# Arduino + transistor to switch PC fan on/off

I have:

• an Arduino UNO
• a 12V PC fan with 1.68W rating (140ma).
• 2n3904 transistor
• 12V 500ma power supply to connect to Vin.

What I would like to do is to simply use a digital output pin on the Arduino to turn the fan on and off (no need to PWM). What resistor should I use at the base of the transistor and in series with the fan if I want to switch the fan on and off using this transistor?

Without the transistor I see that a 100-ohm resistor seems to power the fan nicely, but in conjunction with the transistor and 100-ohm it doesn't run. My guess is that is might be due to lack of proper current management on my part of the base of the transistor and that I'll need to take into consideration the current gain.

First off, you dont need a series resistor with the fan. If its rated for 1.68W at 12V, then as you calculated it, the current through it at 12V will be 140mA. The usual rule of thumb for saturating (turning it fully on/off) a transistor is that the base current should be 1/10 of the collector current.

That means that the base current would have to be around 14mA. That much of the current the arduino is probably capable to supply. But if its possible, I would rather use a MOSFET.

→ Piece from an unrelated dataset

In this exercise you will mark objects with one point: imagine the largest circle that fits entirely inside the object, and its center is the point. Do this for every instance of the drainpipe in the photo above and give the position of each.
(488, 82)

Ok, lets say that you use 2n3904 transistor, this is how you'd calculate the required base resistor. Because the BE junction of a transistor forms a diode, the voltage drop on BE will be around 0.7V. And if the emmiter of the transistor is at ground potential, then the voltage at the base would be around 0.7V. Following from this is a simple ohms law: $R = \dfrac{U}{I}$.

So: $R = \dfrac{(U_{arduino-pin} - 0.7V)}{0.014A}$

$U_{arduino-pin}$ is the maximum voltage arduino can provide on the output (usually 3.3V or 5V), depends on your supply voltage.

And this is how the schematic would look like: simulate this circuit – Schematic created using CircuitLab

Also note the diode D1, it is there to protect the transistor from the back EMF, genereted by the coil (motor in the fan) when the transistor turns off.